VisionMD: an open-source tool for video-based analysis of motor function in movement disorders
Introduction
Assessing motor symptoms is crucial for diagnosing and managing movement disorders like Parkinson’s disease (PD), yet current clinical approaches have significant limitations. The Movement Disorders Society Unified Parkinson’s Disease Rating Scale (MDS-UPDRS) Part-III Motor Examination, the most widely used method for assessing motor symptoms in PD1,2, is inherently subjective and the accuracy of assessments depends on the raters’ experience. This subjectivity poses challenges, especially in multi-center or longitudinal studies, where multiple raters can introduce unwanted variability3. Additionally, these assessments struggle to detect subtle motor symptoms in early-stage PD, limiting their utility for early diagnosis4,5. Current methods also face scalability challenges, as they require highly trained clinicians. These limitations call for more objective, scalable, and sensitive tools that can provide consistent assessments of motor function.
Recent advances in video-based analysis of MDS-UPDRS motor tasks offer great promise for complementing clinical assessments with objective, accessible evaluations of motor function6,7,8,9,10,11. However, these technologies are often inaccessible due to the need for programming and machine learning expertise. Several commercial and non-commercial video processing platforms, such as KELVIN, PARK, and FastEval, have been introduced for video-based assessment of MDS-UPDRS motor tasks11,12,13,14. On these platforms, patient’s videos are processed with proprietary algorithms that are closed-sourced and cannot be accessed or modified. Moreover, patients’ data must be uploaded to a cloud server for processing, introducing potential risks to data privacy and security. Finally, commercial platforms face significant barriers to accessibility due to high licensing costs and proprietary hardware requirements.

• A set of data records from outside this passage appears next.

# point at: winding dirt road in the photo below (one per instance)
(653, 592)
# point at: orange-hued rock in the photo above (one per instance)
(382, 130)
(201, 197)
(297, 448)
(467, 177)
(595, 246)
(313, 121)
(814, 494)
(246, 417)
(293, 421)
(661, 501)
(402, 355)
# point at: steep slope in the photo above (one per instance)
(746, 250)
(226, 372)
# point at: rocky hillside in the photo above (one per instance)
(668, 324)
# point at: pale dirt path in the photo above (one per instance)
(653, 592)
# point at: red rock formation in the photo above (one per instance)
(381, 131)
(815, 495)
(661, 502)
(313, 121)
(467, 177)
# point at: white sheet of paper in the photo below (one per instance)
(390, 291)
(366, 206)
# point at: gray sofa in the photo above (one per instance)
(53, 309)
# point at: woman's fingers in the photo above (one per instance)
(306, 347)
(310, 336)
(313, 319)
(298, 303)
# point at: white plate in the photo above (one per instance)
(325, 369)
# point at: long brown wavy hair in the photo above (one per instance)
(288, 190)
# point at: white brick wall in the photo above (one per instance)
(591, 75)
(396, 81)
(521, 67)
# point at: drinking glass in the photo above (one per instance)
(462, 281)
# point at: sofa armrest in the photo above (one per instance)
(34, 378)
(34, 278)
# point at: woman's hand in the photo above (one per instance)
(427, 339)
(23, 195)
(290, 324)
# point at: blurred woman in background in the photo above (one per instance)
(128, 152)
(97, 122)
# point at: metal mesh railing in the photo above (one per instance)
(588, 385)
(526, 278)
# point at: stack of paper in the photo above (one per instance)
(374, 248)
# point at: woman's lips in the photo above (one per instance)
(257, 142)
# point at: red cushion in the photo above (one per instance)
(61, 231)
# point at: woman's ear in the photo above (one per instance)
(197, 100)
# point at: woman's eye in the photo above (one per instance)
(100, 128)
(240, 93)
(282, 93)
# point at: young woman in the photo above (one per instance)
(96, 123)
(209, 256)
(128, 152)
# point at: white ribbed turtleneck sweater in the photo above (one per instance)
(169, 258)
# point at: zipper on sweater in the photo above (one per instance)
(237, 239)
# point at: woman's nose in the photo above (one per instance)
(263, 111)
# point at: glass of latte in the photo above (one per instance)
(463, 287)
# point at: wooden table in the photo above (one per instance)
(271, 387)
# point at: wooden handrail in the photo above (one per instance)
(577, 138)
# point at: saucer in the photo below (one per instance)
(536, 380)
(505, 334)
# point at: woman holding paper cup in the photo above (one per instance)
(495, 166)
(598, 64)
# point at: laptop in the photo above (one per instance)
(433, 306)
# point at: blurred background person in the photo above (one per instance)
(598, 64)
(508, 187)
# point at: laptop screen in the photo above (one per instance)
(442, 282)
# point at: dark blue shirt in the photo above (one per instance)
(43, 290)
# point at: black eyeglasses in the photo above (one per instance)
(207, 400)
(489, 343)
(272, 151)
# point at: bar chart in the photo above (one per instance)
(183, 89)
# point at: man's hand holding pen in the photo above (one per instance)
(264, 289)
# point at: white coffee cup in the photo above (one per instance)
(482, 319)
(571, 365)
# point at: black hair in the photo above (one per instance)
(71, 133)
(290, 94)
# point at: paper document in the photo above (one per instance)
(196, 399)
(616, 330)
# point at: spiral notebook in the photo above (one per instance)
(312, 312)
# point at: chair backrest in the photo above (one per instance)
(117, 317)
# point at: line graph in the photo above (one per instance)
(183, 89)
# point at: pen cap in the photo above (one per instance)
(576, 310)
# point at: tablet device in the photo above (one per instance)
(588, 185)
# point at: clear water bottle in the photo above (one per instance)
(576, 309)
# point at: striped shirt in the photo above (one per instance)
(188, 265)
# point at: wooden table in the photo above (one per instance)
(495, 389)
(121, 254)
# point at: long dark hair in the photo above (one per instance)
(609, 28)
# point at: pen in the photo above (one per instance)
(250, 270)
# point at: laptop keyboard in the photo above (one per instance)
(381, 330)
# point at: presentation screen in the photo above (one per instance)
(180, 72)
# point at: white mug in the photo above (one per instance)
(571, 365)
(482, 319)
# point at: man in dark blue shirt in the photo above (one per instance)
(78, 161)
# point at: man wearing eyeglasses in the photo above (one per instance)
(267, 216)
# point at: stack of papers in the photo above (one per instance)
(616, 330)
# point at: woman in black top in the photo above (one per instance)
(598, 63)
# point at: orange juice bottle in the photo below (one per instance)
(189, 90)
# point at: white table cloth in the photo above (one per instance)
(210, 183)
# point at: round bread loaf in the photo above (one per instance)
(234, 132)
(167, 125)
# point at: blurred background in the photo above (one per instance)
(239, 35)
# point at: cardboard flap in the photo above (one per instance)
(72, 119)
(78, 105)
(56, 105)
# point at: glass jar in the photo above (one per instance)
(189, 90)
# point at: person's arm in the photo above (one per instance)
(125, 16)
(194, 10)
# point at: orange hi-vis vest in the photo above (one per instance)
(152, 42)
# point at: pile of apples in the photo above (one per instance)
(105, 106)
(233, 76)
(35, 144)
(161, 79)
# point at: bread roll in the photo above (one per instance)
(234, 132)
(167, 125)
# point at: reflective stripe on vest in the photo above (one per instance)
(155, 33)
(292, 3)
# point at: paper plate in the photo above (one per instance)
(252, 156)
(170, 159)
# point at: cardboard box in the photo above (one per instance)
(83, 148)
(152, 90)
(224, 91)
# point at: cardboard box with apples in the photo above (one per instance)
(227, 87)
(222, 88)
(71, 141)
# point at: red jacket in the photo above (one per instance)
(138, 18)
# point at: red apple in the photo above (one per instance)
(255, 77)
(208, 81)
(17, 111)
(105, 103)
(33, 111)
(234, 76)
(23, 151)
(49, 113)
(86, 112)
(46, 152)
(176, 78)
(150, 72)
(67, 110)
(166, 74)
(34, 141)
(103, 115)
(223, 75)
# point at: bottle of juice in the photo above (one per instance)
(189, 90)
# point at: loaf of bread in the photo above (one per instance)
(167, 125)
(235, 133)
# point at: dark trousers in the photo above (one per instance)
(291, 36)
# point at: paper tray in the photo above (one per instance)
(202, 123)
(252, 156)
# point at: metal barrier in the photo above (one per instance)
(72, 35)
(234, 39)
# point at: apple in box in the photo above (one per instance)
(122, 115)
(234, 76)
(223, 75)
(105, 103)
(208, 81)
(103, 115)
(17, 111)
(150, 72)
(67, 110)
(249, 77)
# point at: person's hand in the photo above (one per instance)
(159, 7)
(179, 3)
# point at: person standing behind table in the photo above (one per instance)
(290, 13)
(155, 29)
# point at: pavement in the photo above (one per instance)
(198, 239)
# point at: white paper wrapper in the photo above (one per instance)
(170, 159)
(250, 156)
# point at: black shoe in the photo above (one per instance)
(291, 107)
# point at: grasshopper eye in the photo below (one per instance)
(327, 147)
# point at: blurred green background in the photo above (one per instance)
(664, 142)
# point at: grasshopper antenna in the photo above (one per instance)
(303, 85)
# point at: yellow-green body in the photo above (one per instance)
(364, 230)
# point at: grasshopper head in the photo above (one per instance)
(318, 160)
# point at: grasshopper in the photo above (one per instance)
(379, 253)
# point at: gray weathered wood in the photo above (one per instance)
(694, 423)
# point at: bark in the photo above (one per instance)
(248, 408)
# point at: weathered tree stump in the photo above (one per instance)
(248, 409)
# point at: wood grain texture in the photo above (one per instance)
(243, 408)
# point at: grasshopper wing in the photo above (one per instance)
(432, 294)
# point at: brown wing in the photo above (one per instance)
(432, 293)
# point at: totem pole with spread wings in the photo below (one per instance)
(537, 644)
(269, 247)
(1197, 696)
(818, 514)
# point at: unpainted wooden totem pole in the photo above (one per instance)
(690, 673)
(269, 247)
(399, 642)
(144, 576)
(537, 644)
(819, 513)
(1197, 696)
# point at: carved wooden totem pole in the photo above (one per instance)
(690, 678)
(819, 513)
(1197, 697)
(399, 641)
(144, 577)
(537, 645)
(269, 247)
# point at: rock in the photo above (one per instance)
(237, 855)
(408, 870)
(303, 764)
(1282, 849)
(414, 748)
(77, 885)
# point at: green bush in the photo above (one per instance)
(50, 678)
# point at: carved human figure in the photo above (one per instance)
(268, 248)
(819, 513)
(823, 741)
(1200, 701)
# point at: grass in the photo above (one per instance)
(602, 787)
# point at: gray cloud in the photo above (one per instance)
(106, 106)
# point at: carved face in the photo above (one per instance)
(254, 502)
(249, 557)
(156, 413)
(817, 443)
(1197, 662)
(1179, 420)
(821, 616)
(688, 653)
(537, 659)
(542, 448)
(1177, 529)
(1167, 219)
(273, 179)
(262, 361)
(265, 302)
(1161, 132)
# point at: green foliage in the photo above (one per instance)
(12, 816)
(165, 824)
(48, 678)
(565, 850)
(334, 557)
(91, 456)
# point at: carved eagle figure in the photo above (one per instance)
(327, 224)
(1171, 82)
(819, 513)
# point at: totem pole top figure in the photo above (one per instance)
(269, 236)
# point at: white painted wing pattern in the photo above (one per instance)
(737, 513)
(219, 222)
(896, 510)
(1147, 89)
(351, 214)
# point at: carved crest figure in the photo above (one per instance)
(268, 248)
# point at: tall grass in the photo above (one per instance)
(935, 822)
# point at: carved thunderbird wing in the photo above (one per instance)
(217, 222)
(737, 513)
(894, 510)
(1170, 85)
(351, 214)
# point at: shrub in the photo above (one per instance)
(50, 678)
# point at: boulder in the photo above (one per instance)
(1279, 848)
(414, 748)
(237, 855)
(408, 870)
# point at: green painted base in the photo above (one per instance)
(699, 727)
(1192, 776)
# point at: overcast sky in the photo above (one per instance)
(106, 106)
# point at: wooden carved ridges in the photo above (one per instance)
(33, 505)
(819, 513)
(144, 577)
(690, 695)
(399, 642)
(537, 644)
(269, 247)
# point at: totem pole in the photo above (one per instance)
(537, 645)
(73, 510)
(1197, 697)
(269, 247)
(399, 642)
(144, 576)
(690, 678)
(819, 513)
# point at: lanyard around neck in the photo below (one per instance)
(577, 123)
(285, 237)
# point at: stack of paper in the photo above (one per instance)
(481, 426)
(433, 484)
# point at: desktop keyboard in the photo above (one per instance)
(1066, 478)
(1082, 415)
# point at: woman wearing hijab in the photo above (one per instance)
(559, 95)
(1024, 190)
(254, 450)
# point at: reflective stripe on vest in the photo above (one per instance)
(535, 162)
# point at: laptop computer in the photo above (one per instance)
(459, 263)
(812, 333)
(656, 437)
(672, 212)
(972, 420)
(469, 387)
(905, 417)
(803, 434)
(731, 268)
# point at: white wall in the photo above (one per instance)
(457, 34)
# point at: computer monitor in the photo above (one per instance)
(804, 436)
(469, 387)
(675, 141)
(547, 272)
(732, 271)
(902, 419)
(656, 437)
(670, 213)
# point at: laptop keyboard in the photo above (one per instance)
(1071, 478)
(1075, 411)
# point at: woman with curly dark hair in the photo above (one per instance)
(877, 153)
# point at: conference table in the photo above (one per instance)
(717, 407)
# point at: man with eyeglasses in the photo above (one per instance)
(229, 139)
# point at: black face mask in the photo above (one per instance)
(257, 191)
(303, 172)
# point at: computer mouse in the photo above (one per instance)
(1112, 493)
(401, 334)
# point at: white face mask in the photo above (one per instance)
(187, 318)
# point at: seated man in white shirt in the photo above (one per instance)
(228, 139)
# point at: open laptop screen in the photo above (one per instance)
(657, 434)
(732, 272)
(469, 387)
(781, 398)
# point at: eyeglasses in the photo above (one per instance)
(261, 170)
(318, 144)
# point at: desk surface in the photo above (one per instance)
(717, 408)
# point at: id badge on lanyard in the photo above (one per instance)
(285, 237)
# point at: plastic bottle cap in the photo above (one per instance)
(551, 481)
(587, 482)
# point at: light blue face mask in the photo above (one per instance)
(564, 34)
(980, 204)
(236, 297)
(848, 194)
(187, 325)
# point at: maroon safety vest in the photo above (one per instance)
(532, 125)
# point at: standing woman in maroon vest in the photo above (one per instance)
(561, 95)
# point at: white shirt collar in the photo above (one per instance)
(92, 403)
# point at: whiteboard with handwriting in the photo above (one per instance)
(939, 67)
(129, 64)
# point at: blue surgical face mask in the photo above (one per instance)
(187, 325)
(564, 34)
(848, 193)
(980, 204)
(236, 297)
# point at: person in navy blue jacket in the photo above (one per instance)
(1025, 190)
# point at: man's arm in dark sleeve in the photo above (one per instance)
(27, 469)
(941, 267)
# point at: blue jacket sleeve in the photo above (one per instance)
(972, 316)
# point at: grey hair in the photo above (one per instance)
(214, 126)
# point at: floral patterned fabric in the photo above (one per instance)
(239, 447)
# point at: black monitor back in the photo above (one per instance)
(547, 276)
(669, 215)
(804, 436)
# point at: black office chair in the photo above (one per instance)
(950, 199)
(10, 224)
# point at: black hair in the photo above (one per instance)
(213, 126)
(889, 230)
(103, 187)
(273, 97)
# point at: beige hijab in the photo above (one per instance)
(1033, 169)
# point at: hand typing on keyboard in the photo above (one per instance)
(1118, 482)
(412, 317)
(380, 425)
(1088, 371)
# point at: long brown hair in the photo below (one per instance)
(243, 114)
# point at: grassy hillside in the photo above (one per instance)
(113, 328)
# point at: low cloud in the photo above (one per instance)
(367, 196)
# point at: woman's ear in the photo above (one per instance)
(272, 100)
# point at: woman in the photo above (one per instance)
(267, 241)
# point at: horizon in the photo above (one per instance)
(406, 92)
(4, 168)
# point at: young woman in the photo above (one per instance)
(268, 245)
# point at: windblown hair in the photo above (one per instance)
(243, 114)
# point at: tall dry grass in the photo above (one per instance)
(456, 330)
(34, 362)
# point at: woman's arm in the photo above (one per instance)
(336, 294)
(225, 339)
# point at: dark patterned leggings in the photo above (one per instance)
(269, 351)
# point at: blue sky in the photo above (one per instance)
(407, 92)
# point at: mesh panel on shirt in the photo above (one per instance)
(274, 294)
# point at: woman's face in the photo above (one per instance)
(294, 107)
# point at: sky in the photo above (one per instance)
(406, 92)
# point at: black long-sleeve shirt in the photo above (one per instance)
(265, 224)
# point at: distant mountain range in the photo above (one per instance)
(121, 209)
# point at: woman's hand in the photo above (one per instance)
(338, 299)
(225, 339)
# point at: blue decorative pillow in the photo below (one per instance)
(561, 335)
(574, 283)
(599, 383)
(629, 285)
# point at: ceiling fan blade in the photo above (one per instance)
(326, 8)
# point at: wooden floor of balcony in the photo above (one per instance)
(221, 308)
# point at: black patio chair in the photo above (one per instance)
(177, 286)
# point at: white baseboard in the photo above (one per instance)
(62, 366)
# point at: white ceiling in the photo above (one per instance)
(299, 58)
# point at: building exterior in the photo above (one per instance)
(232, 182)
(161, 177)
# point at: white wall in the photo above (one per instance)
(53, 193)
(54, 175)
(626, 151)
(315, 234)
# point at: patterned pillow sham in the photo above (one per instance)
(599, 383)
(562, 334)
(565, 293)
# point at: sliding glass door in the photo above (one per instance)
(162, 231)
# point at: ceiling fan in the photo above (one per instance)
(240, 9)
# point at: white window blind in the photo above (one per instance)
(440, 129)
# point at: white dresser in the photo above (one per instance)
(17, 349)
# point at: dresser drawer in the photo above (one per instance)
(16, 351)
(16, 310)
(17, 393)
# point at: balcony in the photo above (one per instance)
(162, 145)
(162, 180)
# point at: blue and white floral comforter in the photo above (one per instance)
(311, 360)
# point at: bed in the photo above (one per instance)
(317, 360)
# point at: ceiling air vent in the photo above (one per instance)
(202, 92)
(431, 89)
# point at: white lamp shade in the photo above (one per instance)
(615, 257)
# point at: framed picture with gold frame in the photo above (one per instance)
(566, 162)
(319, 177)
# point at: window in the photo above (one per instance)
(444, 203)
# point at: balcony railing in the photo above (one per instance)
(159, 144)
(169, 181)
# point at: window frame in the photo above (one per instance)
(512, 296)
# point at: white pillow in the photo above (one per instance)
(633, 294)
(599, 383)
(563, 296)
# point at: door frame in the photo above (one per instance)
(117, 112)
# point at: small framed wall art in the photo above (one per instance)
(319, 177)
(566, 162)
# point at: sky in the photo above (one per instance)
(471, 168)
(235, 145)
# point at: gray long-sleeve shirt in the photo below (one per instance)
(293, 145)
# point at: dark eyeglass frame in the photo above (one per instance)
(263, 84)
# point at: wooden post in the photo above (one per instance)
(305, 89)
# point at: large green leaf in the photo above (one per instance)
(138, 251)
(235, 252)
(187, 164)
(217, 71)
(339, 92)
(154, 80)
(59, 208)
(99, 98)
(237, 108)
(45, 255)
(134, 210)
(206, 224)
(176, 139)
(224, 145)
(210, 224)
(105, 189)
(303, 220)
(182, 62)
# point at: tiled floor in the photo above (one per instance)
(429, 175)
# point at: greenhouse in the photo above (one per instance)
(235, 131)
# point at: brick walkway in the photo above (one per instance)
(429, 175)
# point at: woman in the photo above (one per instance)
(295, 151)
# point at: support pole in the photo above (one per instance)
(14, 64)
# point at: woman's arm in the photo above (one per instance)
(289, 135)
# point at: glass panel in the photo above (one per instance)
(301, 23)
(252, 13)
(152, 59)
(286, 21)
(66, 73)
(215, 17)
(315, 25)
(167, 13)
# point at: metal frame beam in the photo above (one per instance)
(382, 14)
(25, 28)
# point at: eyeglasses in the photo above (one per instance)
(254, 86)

To address these limitations, we introduce VisionMD, an open-source software platform designed to automate video-based analysis of MDS-UPDRS motor tasks. VisionMD provides a scalable, user-friendly tool for evaluating motor symptoms in PD and other movement disorders. Different from other platforms, VisionMD processes data locally, maximizing patient data privacy and data protection. As Fig. 1 shows, VisionMD includes three primary components: (i) Subject Selection, (ii) Task Selection, and (iii) Task Analysis. In the Subject Selection component, users select a video and VisionMD automatically localizes the position of the subject of interest in the video. In the Task Selection component, users define the start and end times of the different motor tasks in the video using frame-level precision. Labels for the tasks can be selected from a drop-down menu. Finally, in the Task Analysis component, VisionMD uses machine learning algorithms to track body movements during the performance of the selected motor tasks and computes kinematic features that quantify the severity of motor symptoms. A more detailed description of the tool is provided in the Methods.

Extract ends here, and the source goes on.